CDC Awards $10-million Cooperative Agreement to Expand Influenza Vaccine Project

The Task Force for Global Health has been awarded a $10-million cooperative agreement from the Centers for Disease Control and Prevention (CDC) to help develop sustainable seasonal influenza vaccine programs in 8-10 low- and middle-income countries.

Under the five-year commitment, the Partnership for Influenza Vaccine Introduction or PIVI, a Task Force project, will provide flu vaccine and technical support to these countries for developing seasonal vaccination programs. The initial focus of these programs will be on vaccinating high-risk groups, particularly pregnant women and healthcare workers. Within five years, it is hoped that these countries will be able to develop sustainable programs for these populations.

Sustainable vaccine programs reduce the burden of influenza globally and are vital to building the capacity for pandemic preparedness.
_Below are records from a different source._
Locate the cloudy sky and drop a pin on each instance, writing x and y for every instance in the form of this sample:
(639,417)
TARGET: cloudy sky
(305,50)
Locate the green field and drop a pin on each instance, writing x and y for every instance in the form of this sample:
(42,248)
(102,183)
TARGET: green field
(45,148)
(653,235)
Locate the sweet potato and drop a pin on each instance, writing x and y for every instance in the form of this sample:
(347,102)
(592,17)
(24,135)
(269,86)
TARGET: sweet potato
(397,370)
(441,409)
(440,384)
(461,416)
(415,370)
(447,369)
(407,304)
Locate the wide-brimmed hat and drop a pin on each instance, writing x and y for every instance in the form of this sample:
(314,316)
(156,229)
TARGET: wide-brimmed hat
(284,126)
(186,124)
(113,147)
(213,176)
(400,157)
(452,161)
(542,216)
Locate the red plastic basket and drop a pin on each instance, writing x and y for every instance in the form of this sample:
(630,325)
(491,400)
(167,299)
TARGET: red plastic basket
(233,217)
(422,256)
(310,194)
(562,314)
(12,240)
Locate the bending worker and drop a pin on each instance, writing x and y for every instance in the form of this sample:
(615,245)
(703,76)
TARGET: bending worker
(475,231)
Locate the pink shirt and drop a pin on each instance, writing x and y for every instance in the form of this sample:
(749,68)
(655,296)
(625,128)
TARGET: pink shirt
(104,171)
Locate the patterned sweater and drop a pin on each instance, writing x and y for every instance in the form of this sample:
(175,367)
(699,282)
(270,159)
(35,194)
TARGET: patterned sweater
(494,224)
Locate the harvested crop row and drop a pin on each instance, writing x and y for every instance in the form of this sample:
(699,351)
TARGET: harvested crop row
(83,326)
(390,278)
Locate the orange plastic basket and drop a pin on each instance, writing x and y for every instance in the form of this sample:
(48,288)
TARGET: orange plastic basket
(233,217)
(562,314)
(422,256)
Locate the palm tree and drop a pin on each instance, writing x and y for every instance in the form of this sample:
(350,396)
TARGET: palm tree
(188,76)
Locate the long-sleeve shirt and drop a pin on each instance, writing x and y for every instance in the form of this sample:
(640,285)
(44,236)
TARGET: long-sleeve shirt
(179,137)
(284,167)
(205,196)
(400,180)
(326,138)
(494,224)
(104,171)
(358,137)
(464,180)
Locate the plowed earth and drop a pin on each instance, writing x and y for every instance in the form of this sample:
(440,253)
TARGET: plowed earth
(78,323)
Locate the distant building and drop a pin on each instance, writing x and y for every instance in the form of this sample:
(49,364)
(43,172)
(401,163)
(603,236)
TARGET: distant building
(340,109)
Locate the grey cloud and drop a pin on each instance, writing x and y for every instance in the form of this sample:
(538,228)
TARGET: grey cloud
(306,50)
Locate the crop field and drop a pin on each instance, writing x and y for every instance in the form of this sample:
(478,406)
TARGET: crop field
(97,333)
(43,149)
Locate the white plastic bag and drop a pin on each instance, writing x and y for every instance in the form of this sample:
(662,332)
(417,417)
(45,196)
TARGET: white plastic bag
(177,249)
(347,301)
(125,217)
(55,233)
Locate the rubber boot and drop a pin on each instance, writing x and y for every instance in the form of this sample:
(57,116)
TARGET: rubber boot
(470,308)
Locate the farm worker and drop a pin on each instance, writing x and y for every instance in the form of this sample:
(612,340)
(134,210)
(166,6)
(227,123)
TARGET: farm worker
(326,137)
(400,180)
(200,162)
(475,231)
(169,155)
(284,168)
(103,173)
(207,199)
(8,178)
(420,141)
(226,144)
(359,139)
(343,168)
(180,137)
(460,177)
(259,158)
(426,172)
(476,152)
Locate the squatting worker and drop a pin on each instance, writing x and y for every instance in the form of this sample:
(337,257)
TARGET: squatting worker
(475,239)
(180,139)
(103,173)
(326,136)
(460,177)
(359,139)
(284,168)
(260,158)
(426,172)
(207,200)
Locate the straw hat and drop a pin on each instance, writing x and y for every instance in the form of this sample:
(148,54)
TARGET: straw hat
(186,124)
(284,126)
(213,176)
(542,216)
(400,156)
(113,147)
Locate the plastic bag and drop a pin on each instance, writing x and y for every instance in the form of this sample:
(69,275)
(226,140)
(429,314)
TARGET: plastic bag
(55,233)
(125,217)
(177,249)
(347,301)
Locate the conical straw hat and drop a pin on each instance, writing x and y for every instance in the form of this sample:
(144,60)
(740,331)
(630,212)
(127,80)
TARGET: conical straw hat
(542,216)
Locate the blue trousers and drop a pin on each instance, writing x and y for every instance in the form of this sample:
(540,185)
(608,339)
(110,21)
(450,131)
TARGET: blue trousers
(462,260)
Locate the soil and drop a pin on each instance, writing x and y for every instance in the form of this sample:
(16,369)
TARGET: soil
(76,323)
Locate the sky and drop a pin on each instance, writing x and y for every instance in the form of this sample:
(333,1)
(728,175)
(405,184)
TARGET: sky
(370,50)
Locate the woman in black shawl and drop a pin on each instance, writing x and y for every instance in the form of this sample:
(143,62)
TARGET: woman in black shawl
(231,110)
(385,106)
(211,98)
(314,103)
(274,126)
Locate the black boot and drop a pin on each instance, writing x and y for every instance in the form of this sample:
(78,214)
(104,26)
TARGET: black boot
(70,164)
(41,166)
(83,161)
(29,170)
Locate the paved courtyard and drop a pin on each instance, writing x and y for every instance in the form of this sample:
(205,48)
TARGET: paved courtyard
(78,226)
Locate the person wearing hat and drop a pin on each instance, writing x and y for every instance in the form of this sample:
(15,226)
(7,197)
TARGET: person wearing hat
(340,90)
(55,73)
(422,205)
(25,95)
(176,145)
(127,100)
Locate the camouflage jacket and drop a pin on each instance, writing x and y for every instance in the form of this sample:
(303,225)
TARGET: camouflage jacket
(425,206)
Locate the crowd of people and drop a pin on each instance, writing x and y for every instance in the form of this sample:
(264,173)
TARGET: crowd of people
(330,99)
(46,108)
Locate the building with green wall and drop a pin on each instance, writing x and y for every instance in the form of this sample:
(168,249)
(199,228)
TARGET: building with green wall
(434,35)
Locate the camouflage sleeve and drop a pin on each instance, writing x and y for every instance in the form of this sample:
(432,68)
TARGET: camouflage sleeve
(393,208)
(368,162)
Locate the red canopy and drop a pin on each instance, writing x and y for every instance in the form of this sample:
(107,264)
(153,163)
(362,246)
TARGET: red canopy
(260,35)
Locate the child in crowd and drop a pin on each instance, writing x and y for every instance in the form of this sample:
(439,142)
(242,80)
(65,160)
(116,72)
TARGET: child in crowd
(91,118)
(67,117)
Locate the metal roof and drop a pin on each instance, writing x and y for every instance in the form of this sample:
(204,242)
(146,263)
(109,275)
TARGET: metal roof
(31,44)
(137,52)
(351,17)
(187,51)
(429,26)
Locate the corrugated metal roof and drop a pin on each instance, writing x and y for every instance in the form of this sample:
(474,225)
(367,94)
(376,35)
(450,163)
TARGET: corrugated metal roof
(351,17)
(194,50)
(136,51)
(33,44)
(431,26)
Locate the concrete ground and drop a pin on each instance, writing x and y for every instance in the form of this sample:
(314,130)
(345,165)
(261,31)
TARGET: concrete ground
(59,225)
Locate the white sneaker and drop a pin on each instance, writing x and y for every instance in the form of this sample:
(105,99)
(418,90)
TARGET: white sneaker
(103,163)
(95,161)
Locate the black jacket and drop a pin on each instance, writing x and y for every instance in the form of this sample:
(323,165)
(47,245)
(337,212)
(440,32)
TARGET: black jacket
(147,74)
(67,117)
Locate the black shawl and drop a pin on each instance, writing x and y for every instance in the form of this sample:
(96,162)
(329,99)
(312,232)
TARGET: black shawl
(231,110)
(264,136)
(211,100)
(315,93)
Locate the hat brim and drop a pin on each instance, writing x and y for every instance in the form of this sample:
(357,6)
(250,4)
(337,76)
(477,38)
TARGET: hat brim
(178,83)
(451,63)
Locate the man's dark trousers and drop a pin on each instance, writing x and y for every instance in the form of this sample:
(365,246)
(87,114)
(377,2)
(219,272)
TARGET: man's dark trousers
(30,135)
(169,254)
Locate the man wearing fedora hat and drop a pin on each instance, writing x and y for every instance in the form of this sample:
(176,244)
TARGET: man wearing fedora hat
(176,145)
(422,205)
“The 2009 H1N1 pandemic demonstrated that many countries are not as well prepared as they should and could be to respond to a pandemic,” said Mark McKinlay, PhD, director of The Task Force’s Center for Vaccine Equity. “PIVI’s goal is to make more countries ready, thus stemming the tide of future pandemics.”

Since 2014, PIVI has provided 1.38 million doses of donated flu vaccine to ministries of health in Armenia, Laos, Moldova, Morocco, and Nicaragua.

Globally, seasonal flu results in millions of cases of severe illness, and between 250,000 to 500,000 deaths annually.